元からヤバイ食べ物だとは自覚していたが、人がスキルまで使えるようにするとなれば、もはや革命だ。その信じたいような信じたくなうような事実を知ってしまった。
「秘密よ。いい?」
「は、はいっす!」
フィリーの圧にたじたじになりながらも、何とか返事をするフォリン。将来的には他の人たちにも食べさせることになるだろうが、誰に食べさせるかはコントロールしたいので、ひとまず秘匿することを選んだ。
「で、何が使えるようになったんだ?」
タケルはのんきにフォリンに聞く。
「危険察知とかいうやつっすね」
「フォリンにピッタリじゃねーか」
「そうっすね。これがあれば兄貴に喧嘩なんて売らなかったっすね……」
もっと早く欲しかったというフォリン。それにフォリンは斥候タイプの獣人なので、このスキルがあると生き残れる確率はアップするだろう。
「フィリーはなんか目覚めたのか?」
「私はもともとスキル一つ身についているから。これと言って大きな変化はないわね。まあ、食べ続けたら分からないけど……」
あり得ないほどおいしいけど、なんだか食べるのが怖くなってしまったフィリーなのであった。
「さすがに、もう問題はないわよね……」
「いや、問題はあるぞ」
「何?」
「まずこの野菜は数日どころか、一週間ぐらい品質を維持できる」
エネルギー密度が今までの高品質のものと比較しても圧倒的に高い。
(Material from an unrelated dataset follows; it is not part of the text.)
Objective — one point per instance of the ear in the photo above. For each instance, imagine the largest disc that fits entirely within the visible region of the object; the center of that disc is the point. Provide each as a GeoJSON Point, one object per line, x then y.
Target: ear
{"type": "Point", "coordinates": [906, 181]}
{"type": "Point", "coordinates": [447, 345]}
そう簡単に腐っていかなず、長い間おいしい状態を保つことができるというのが感覚的にタケルには分かった。
「じゃあ、外には出さないように!」
「あともう一つ重要な問題がある。成長しない野菜で、ここまでの味のものを作れるだろうか?」
「そこはもう無理しなくてもいいんじゃない?」
「農家としての矜持があるんだよ!」
むしろタケルにとっては一番の問題だ。ここまでの物を作れると知ってしまった以上、おいしいものを食べさせてやりたいという農家の矜持が妥協を許してくれないのだ。
「はいはい、頑張ってね」
ただフィリーにとってはどうでもいい問題なので、適当に流すのであった。
タケルの目の前に今まではなかったものが急に現れた。